Trading five GTMO prisoners for one soldier placed the Afghanistan war back in the forefront of national conversation. Americans are asking why the conflict continues as they revisit the fifteen-year war in Asia. It’s a fair question, one political leaders seem hesitant to answer. This may be why there is such vitriol over the Bergdahl case. In many ways, it is a microcosm of the Afghanistan war.
If one accepts Bowe’s reported motivation for his actions, he was taking drastic action to solve a serious problem. In his mind, it seemed reasonable. Generally, the war began the same way: drastic solutions. And just as Bowe did not expect where his actions would take him, so too the war did not proceed as planned. As situations changed perceptions shifted to the point where the original plan and desired outcomes seem ridiculous. Bowe wanted his unit to be safer, after he left they were in far more danger searching for him. The US wanted reduced support of terrorist operations, the results here are definitely mixed.

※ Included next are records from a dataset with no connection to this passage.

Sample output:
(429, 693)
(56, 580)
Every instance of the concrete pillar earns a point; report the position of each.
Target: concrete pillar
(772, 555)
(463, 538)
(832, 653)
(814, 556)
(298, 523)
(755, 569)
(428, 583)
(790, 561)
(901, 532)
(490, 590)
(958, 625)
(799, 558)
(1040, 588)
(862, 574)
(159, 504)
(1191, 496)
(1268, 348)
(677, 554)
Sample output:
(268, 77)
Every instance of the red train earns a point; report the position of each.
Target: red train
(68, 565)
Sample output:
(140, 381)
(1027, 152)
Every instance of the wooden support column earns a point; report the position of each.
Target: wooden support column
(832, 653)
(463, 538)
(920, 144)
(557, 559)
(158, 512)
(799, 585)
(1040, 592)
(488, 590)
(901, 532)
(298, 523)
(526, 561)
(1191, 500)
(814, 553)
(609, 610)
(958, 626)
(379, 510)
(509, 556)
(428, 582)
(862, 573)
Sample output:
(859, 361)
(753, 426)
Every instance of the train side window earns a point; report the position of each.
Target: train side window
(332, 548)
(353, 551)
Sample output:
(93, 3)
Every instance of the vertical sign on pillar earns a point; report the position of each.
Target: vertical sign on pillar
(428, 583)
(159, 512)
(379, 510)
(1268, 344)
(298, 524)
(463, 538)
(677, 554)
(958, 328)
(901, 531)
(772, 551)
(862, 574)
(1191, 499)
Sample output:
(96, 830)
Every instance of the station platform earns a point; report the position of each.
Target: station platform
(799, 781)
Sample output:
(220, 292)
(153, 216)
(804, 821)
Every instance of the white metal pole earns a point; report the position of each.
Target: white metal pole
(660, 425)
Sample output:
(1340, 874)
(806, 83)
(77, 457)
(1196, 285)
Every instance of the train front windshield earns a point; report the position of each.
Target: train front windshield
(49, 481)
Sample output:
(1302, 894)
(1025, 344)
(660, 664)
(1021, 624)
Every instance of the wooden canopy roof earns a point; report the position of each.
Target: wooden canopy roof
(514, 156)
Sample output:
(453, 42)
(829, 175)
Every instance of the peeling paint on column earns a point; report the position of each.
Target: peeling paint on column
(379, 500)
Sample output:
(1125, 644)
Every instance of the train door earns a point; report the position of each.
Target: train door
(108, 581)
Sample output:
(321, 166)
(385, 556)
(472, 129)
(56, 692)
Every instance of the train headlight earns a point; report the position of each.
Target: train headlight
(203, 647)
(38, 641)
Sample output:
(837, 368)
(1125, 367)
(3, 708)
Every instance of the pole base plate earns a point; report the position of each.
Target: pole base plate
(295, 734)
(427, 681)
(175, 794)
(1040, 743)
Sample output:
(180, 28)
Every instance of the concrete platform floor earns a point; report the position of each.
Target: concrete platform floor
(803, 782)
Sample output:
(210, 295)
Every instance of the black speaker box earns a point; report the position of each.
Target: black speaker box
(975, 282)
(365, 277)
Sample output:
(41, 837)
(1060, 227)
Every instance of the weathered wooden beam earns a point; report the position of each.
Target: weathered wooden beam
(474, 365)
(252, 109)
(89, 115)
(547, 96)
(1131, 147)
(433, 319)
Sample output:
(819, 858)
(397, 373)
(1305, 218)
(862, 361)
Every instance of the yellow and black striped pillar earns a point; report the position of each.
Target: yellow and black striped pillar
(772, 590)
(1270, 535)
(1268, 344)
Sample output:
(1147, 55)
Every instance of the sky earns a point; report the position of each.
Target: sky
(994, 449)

When Bowe disappeared he became an unknown. Thousands of people were searching for him, millions of dollars spent, and he was never found. Kind of makes movies like Eagle Eye and Enemy of the State seem like nonsense. For five years, no one knew if Bowe would come home. Fifteen years into the war in Afghanistan no one knows if America will achieve its objectives will. There remains a cloud of uncertainty over the entire operation. As the mission continues to drift, it seems unlikely the US will succeed in its original objectives.
With Bowe's return home, the process of sorting out his actions is taking place across the world. It is unlikely there will be a unified consensus on his situation. Some will listen to the news reports and podcasts, read the books, and watch the movies and see Bowe as a hero, while others who engage the same material will identify him as a villain. There isn’t likely to be a satisfying conclusion to the story. When the war concludes and the military returns home the same thing will happen. To some, the US will be heroes and to others, villains. There’s not likely to be a unified understanding of this war. There rarely is.
The sad truth is war is brutal. When people witness and engage in this brutality they are pushed to extremes where drastic solutions seem reasonable. This seems to be what happened in Bowe’s case and at the start of America’s war in Afghanistan. With any luck, both experiences will enable all to consider the ramifications of their actions.
I enjoyed Serial Season Two and recommend it to anyone interested in the war in Afghanistan or the Bowe Bergdahl case.